With the growing demand for computing power, particularly due to the development of artificial intelligence, the energy consumption of supercomputers is also increasing. For ten years, scientists from IT4Innovations National Supercomputing Centre at VSB – Technical University of Ostrava have been working on optimising the energy efficiency of data centres. Thanks to international cooperation and its own innovations, the Czech supercomputing centre is one of the European leaders in energy efficiency optimisation in computing. Saving energy is not just a matter of costs but also an active contribution to protecting the environment.

Higher energy consumption is not only an issue for supercomputers but also for data centres designed for artificial intelligence. Companies such as Google, Amazon, and Meta are building their facilities adjacent to power plants to ensure they have sufficient power. Estimates suggest that the energy consumption of AI data centres could quadruple by the end of the decade.

"Processors and accelerators consume the most electricity. In addition, they heat up during operation, so cooling is also necessary, which adds 8 to 30% extra energy," explains Lubomír Říha, Head of the IT4Innovations Infrastructure Research Lab. "Each new generation of chips can perform more calculations per unit of energy, but the demand for performance is growing even faster – this is known as the Jevons paradox."

 

MERIC: Czech software, which saves megawatts

Energy savings in supercomputing centres are sought not only in hardware but also in software. One of the key tools developed at IT4Innovations is open-source MERIC software – a set of tools for monitoring, managing, and optimising energy consumption in data centres. MERIC enables supercomputers to operate in a fast and energy-efficient manner – it measures energy consumption, monitors the utilisation of processors (CPUs) and computing accelerators (e.g., GPUs), and dynamically adjusts their settings based on the current load. This allows users to measure energy consumption at the application or component level and customise system settings themselves for maximum performance without excessive electricity consumption. The MERIC Software Suite also includes infrastructure for monitoring consumption and temperature in data rooms, featuring 3D visualisation that displays the status of systems in real-time. This allows administrators to identify problem areas (e.g. in the cooling system) more easily and enhance their understanding of the links between individual parts of the supercomputer. At the administrator level, MERIC provides rule-based power capping to keep consumption below specified limits.

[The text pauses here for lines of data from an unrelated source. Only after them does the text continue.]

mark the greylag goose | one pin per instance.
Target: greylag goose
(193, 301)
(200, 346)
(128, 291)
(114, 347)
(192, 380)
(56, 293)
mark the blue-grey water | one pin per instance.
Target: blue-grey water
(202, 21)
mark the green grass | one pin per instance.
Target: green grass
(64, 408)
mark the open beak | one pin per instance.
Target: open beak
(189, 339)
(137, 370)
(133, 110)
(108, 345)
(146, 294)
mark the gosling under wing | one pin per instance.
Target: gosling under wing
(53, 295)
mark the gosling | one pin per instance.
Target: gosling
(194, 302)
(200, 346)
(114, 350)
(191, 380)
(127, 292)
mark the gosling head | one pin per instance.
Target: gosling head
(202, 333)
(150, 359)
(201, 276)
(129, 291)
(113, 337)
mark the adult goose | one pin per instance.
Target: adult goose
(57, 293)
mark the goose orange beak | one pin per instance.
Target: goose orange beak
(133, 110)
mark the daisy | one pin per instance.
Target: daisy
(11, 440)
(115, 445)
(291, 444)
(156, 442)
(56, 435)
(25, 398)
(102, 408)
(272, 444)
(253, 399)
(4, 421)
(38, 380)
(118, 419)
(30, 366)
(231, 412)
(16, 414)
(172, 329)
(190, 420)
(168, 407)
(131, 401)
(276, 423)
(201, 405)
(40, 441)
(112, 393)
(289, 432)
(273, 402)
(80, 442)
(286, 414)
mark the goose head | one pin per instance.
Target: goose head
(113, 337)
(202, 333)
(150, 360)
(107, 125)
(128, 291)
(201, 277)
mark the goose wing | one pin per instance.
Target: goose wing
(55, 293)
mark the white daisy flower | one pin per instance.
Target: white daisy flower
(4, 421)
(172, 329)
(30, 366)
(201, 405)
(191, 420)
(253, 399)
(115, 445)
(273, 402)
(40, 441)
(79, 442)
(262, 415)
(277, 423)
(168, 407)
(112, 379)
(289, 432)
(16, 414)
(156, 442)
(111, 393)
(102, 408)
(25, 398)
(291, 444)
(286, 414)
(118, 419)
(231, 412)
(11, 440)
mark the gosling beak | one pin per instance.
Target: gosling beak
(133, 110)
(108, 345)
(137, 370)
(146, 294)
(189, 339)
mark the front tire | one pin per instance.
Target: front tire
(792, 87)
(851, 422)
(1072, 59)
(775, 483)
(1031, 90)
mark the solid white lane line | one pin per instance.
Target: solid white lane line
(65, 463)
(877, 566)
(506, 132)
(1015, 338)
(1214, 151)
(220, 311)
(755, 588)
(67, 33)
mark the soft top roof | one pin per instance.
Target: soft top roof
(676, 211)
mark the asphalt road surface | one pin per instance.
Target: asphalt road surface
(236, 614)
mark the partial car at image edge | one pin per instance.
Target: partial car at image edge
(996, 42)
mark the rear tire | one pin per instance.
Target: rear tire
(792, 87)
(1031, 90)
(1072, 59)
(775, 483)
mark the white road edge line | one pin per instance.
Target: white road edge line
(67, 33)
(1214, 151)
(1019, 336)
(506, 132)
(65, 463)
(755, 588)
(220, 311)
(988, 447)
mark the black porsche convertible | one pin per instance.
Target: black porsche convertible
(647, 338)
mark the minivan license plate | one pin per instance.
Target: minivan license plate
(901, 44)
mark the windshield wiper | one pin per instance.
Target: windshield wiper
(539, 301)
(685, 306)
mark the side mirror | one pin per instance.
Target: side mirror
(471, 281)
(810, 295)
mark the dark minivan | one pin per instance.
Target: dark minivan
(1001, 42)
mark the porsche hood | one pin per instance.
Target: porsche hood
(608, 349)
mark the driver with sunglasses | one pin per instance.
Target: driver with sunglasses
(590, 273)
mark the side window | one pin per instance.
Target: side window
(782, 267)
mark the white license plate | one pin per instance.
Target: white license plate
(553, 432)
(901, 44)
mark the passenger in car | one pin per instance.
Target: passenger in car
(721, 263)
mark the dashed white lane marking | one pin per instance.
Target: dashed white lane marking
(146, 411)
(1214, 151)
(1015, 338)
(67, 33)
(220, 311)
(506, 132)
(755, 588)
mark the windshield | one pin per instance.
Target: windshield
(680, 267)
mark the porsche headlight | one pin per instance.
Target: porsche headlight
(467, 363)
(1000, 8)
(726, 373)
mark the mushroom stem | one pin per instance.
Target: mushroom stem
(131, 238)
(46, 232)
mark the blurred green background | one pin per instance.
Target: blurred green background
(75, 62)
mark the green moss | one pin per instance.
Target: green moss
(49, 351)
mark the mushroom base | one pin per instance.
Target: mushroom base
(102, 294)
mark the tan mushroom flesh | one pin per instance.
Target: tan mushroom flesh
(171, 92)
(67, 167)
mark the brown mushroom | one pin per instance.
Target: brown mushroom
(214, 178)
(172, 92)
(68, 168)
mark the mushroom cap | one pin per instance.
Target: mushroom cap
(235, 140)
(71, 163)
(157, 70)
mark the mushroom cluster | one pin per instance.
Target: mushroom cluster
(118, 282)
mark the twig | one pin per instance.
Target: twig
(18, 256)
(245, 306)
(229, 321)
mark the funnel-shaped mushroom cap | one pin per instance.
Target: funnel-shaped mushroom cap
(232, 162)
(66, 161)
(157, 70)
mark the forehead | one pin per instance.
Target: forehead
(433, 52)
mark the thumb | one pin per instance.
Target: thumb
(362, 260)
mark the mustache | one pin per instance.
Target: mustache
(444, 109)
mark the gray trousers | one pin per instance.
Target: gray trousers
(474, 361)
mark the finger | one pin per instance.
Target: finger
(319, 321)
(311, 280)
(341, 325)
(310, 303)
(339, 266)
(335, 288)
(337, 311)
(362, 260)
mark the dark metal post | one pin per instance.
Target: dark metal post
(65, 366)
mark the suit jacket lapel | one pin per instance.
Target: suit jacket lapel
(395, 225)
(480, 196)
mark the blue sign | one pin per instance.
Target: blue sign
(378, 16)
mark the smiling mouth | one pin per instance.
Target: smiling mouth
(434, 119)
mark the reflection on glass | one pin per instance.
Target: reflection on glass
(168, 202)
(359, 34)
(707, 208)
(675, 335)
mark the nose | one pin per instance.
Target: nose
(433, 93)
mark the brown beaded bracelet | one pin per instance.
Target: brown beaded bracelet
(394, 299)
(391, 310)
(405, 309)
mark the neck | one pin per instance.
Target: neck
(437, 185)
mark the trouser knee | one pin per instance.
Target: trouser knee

"Thanks to MERIC, we have reduced the energy consumption of some calculations by up to 34%, with an average reduction of around 16%, without significantly slowing down the calculations," says Ondřej Vysocký, Head of a research group behind the development of MERIC. With its modular architecture, MERIC can be easily integrated into existing HPC centre management and monitoring systems. The software is deployed not only on the Czech Karolina supercomputer but also on Portugal's Deucalion, which belongs to the EuroHPC Joint Undertaking (EuroHPC JU) network. "A new version of MERIC will be released in the coming weeks, and the MERIC runtime system will be deployed on all EuroHPC JU supercomputers, enabling users of these machines to evaluate the energy efficiency of their applications in a uniform manner," adds Ondřej Vysocký.

"MERIC offers interfaces for commonly used programming languages. It can work effectively with parallel applications and save energy without reducing their performance, or the impact on performance can be fully controlled. MERIC can be used on various types of computers – from standard processors to powerful computing (e.g., graphics) accelerators – and works with most energy monitoring systems," summarises Lubomír Říha.

Karolina: smart performance, lower emissions

In 2023, IT4Innovations also introduced operating frequency restrictions for the Karolina supercomputer processors, thereby reducing energy consumption and the carbon footprint. "The impact on users was minimal – for tasks demanding processor or accelerator performance, the calculation time increased by a maximum of 16%, but for tasks dependent on system memory speed, which account for 80% of the tasks on our systems, there was no slowdown," adds Lubomír Říha.

The long-term emphasis on energy efficiency is also reflected in international rankings. In the Green500 list of the world's most energy-efficient supercomputers, Karolina's accelerated partition ranked 15th after its launch in 2021. Six months later, thanks to parameter optimisation carried out in collaboration with HPE (the computer supplier), it moved up to 8th place, and even after more than four years of operation, it remains in the top 100 – currently in the 77th place.

"The Karolina optimisation has yielded significant results – compared to the original state, we have managed to reduce power consumption, which represents annual financial savings in the order of several million crowns. And in environmental terms, this corresponds to CO2 emission reductions equivalent to those achieved by over 12,600 mature trees. The energy efficiency of supercomputers is crucial for us. Our goal is not only to operate powerful machines but also to operate them in a smart and economical way,” concludes Lubomír Říha.

 

MERIC Energy Efficiency HPC SW Suite: https://code.it4i.cz/energy-efficiency/meric-suite

* MERIC: The development of MERIC software began in 2015 thanks to the READEX project, and its further development is supported by e-INFRA CZ, the e-infrastructure for research and development in the Czech Republic, and several European projects, including EUPEX, POP3 Centre of Excellence, SEANERGYS, and DARE.